We’ve all seen people lose their cool over trivial events – or maybe we blew our stack because someone cut in line or stole our parking space. But why do we react so strongly to insignificant issues? Because, in those incidents, someone’s broken society’s unspoken rules of conduct.
Duke University psychologist Dr. Mark Leary says that our society functions because we follow social-exchange rules – like drive safely, wait your turn, clean up after yourself, and apologize if you step on someone’s foot. So, the guy who starts shouting because you accidentally jumped the line isn’t upset about waiting an extra three minutes. He’s saying, “Hey, we’re following the rules, what makes you so special?”
If you think this means that, deep down, we’re all still kids on the playground – you’re right. Dr. Leary points out that the playground is where most of us learned what’s fair, and which social-exchange rules we needed to follow. And the rules learned early in life are deeply ingrained and very important to us.
So, what should you do if you’re on the receiving end of a meltdown?
Apologize – even if you’re not in the wrong. Dr.

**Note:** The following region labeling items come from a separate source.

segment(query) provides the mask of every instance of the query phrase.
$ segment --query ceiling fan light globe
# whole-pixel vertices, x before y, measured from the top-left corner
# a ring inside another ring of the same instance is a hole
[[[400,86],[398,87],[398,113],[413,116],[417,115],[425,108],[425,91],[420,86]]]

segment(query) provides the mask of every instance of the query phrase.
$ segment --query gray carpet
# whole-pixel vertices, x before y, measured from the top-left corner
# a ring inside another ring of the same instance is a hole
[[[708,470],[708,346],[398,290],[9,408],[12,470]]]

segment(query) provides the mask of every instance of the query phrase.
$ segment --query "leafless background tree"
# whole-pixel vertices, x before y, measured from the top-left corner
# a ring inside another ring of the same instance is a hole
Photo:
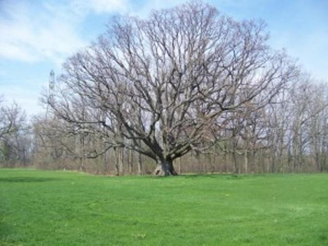
[[[262,22],[193,2],[107,27],[44,95],[35,165],[116,175],[326,171],[326,86],[270,47]]]

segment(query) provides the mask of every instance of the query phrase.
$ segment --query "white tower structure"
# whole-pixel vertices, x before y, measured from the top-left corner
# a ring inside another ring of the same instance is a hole
[[[46,117],[48,117],[49,111],[49,104],[53,103],[54,90],[55,89],[55,72],[52,70],[49,74],[49,88],[48,89],[48,104],[47,104],[47,112]]]

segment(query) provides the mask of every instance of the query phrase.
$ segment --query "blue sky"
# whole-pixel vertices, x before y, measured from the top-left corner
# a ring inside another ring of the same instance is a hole
[[[41,112],[50,70],[59,74],[65,59],[103,32],[112,15],[145,17],[184,2],[0,0],[0,95],[30,115]],[[314,77],[328,81],[328,0],[204,2],[237,19],[263,19],[273,48],[286,49]]]

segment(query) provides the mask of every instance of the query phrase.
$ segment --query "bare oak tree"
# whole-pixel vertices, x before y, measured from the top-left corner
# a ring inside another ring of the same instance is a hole
[[[174,159],[219,141],[227,117],[250,104],[262,108],[295,76],[293,63],[268,39],[262,22],[237,22],[202,3],[146,19],[116,17],[67,60],[48,103],[57,117],[100,125],[113,146],[155,160],[155,174],[176,175]],[[89,116],[102,116],[84,118],[81,98]]]

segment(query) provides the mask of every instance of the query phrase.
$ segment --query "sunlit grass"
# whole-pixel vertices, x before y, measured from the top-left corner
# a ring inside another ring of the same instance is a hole
[[[328,175],[0,169],[0,245],[328,245]]]

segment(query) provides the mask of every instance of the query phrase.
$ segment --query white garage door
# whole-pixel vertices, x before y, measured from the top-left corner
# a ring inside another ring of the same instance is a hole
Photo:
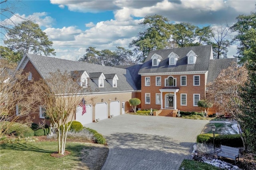
[[[95,120],[108,119],[108,105],[106,103],[97,103],[95,105]]]
[[[114,115],[114,116],[120,115],[119,101],[114,101],[110,102],[110,115]]]
[[[82,125],[92,122],[92,106],[90,105],[86,105],[86,113],[82,115],[82,107],[78,106],[76,108],[76,121],[80,122]]]

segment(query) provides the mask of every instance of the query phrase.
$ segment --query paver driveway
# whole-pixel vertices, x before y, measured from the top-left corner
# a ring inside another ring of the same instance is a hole
[[[208,122],[125,114],[86,126],[107,140],[103,170],[176,170]]]

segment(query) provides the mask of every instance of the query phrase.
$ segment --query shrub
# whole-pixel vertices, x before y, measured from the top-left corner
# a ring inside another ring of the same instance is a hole
[[[199,134],[196,138],[196,142],[212,144],[213,142],[213,134],[206,133]],[[214,144],[216,147],[219,147],[222,144],[231,147],[238,147],[243,146],[243,142],[239,134],[215,134]]]
[[[69,125],[70,124],[70,122],[68,123],[68,125]],[[69,130],[70,131],[80,132],[83,130],[83,125],[79,122],[73,121]]]
[[[106,139],[102,136],[102,134],[98,133],[95,130],[89,128],[86,128],[86,129],[93,134],[93,141],[95,143],[100,144],[105,144],[106,143]]]
[[[33,136],[34,131],[31,128],[24,124],[14,123],[10,127],[8,133],[22,138]]]
[[[36,136],[46,136],[50,133],[50,128],[36,129],[34,132],[34,135]]]

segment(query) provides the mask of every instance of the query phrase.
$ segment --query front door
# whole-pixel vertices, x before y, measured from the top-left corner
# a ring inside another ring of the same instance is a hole
[[[173,107],[173,96],[167,96],[167,106],[169,107]]]

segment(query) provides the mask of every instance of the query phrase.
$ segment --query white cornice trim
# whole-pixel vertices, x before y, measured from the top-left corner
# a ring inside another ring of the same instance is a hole
[[[139,73],[142,76],[160,75],[188,75],[194,74],[205,74],[208,71],[180,71],[180,72],[169,72],[165,73]]]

Leary points out that it’s not whether you actually violated the rules that matter, it’s whether someone thinks you did. And it’s not worth getting into a genuine fight over something so trivial.
Try to forget about it. One way is to use a trick used by customer service reps, who hear a lot of ranting and raving: Think about the other person. Maybe they had a really rotten day, and they’re taking it out on you. Realizing that their reaction is all about them – and not because you’re a horrible person – can help you empathize and get over it faster.